Bei den Wahlen im Oktober 2000 konnte die oppositionelle Demokratische Partei 15 der nun 24 zur Direktwahl freigegebenen Mandate erringen. Die übrigen gingen an die prochinesische Demokratische Allianz des amtierenden Regierungschefs Tung Chee-hwa sowie an Kandidaten der Wirtschaft. 2002 wurde Tung Chee-hwa von einem Wahlmännergremium für eine weitere fünfjährige Amtszeit im Amt bestätigt. Die Wahlen im September 2004 gewannen erneut die prochinesischen Parteien und Kandidaten, die zusammen auf 34 der insgesamt 60 Mandate kamen; zwölf ihrer Abgeordneten wurden direkt vom Volk gewählt. Die restlichen 18 der nun insgesamt 30 für die Direktwahl zur Verfügung stehenden Mandate gewannen die oppositionellen demokratischen Kräfte; mit insgesamt 25 Sitzen blieben sie jedoch weit hinter ihren Erwartungen zurück.

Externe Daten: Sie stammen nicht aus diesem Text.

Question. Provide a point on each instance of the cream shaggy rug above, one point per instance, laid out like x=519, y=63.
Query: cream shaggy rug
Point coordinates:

Im März 2005 trat Tung Chee-hwa als Chef der Exekutive zurück, offiziell aus gesundheitlichen Gründen, tatsächlich aber wohl aufgrund wachsender Kritik an seiner Amtsführung sowohl in Hongkong selbst als auch seitens der chinesischen Regierung. Es war ihm nicht gelungen, die Verhältnisse in Hongkong stabil zu halten. Vielmehr hatte er mit seinem Unvermögen, den Auswirkungen der Asienkrise auf Hongkong wirksam zu begegnen oder angemessen auf die SARS-Epidemie zu reagieren, nicht nur Proteste gegen seine Regierung provoziert, sondern auch ein Anwachsen der demokratischen, antichinesischen Opposition. Und das wiederum lief den Erwartungen der chinesischen Regierung zuwider. Tung Chee-hwas Nachfolger wurde – zunächst kommissarisch, ab Juli 2005 formell – Donald Tsang, bisher Chefminister in der Hongkonger Regierung und Stellvertreter Tung Chee-hwas. Eine von Tsang initiierte Verfassungsreform, die etwa durch die Vergrößerung des Wahlkomitees für den Chef der Exekutive und durch die Erhöhung der Anzahl der direkt gewählten Abgeordneten die demokratischen Elemente etwas stärken sollte, scheiterte an der Ablehnung durch den Legislativrat: Die oppositionellen Demokraten stimmten gegen die Reform, da sie zu unverbindlich war und ihnen nicht weit genug ging. Im März 2007 wurde Tsang mit großer Mehrheit vom Wahlkomitee als Chef der Exekutive bestätigt.